This week's Official UK Singles Chart
This week's Official UK Albums Chart
How does the old saying go? All good things must come to an end, as the run of 12 consecutive weeks of Number One records on the Official UK Singles Chart selling in excess of 100,000 copies each week comes to a juddering halt, agonizingly one week short of the benchmark run in 1998 that you will have read about repeatedly over the past few weeks.
However there is another old saying that when one door closes another must open, for we have a whole new set of benchmarks to deal with this week for, after two weeks away and following two different singles replacing it at the top of the charts, Blurred Lines by Robin Thicke, TI and Pharrell climbs back to Number One. For those keeping score, it is the single's fifth week in total at Number One, out of the seven weeks it has been on sale so far. Some might argue it is only Number One this week by default, in the absence of any other strong sellers, but Blurred Lines still managed to shift over 80,000 copies last week, a good solid total for any chart-topping record and an utterly extraordinary number given that this is a single now nearly two months old and which, according to the Official Charts Company has now sold 916,000 copies.
Speaking of benchmarks then, this now means that 2013 is the fifth calendar year running that a Number One single has had two separate spells at the top, demonstrating that what was once unusual is now perfectly commonplace. In rebounding to the top after a fortnight's absence, Blurred Lines duly matches the chart run of Rihanna's We Found Love back in 2011, although on that occasion just one other record - Professor Green's Read All About It - occupied the top slot during the interregnum. The last single to repeat at Number One after two different singles had replaced it was Bruno Mars' Just The Way You Are (Amazing) which had a three week absence from the top in 2010, during which time both Tinie Tempah's Written In The Stars and Cee-Lo Green's Forget You took a turn at Number One.
With all that out of the way, time to note that the highest new entry of the week is at Number 3 for a man who is now well into the process of resuming a 'solo' career after a hugely successful spell as part of a supergroup. The man in question is Sebastien Ingrosso who having waved goodbye to the Swedish House Mafia with a Number One single at the end of 2012, returns to the chart under his own name for the first time in just over a year with Reload, this the follow-up essentially to Calling (Lose My Mind) which peaked at Number 19 in June 2012. There is an air of continuity here, however, as one of the guest stars on Reload is John Martin, the vocalist on Don't You Worry Child which was the final Swedish House Mafia single.
Recycling song titles seems to be the thing at the moment, for hard on the heels of two hit singles entitled Gentleman, for the second time in a year we have a Top 10 hit single called Brokenhearted, the 2013 flavour coming thanks to Lawson who have the second biggest new hit of the week at Number 6. Their second hit of 2013, it is a marked improvement on its predecessor Learn To Love Again which became their first single ever to miss the Top 10 when it peaked at Number 13 in February. The occasion for its release is a re-issue (complete with new tracks, of which this is one) of their debut album Chapman Square, set to land in the shops at the end of the summer. Brokenhearted also features a guest rap from B.o.B., making this his own highest chart entry since his guest role on Jessie J's Price Tag which hit Number One in February 2011.
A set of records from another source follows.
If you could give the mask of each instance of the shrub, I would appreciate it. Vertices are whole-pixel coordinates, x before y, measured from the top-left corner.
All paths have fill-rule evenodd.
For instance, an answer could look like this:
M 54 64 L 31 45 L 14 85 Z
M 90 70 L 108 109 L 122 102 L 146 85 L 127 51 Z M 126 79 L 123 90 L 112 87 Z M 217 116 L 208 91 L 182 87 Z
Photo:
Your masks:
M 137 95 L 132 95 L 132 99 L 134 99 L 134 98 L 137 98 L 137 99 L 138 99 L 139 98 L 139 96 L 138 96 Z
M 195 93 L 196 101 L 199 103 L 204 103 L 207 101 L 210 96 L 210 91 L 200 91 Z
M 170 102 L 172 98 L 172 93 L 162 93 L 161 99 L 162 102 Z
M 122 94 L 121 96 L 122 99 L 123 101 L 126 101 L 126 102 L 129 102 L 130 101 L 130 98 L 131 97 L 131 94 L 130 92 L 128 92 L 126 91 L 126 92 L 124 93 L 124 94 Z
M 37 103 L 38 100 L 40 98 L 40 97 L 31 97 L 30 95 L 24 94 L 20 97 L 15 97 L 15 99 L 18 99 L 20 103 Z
Also amongst this week's parade of new chart arrivals, Iggy Azalea lands herself a second chart hit as summertime smash Bounce lands (so to speak) at Number 13. The track is the follow-up to her debut hit Work which eased its way to Number 17 back in the spring.
It is a largely quiet week for new hit albums, although that has at least opened the door to one eagerly awaited new release debuting at the top of the Official UK Albums chart. Step forward Jay-Z's Magna Carta Holy Grail which duly becomes the second long player from American hip-hop royalty to land at the top of the charts within the last few weeks. It is Jay-Z's first-ever Number One album of any kind in the UK (the best he has done to date has been Number 3) and neatly enough drags its semi-title track into the singles chart in its wake, as Holy Grail with a certain Justin Timberlake in tow debuts at Number 24.
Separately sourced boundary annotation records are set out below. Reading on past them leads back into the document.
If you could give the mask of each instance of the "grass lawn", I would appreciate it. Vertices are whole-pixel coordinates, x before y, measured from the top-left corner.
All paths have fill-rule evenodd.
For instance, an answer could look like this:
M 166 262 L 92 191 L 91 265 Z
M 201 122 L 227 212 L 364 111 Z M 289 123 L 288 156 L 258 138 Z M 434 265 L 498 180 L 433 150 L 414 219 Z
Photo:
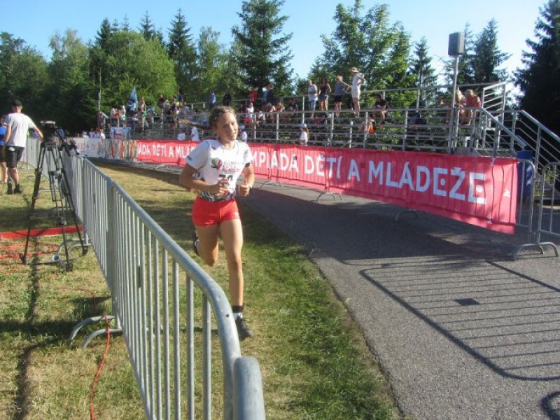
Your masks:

Other new entries inside the Top 30 of the singles chart go to a returning Katy B with What Love Is Made Of at Number 21 and Sneakbo with Ring A Ling at Number 27, but the final mention of the week must surely go to the craptacular Spark Productions con cover version of Avicii's Wake Me Up which becomes the first such single ever to not only spend a second week on the Top 40 but actually climbs the chart, moving 35-26. All this despite the fact that the genuine original was available for pre-order last week and indeed was doing so well it at one stage penetrated the iTunes Top 20, demonstrating that it is a huge hit in waiting. Meanwhile, the idiotic label policy of holding back the UK release of a track freely available all over Europe continues to frustrate consumers and chart watchers alike.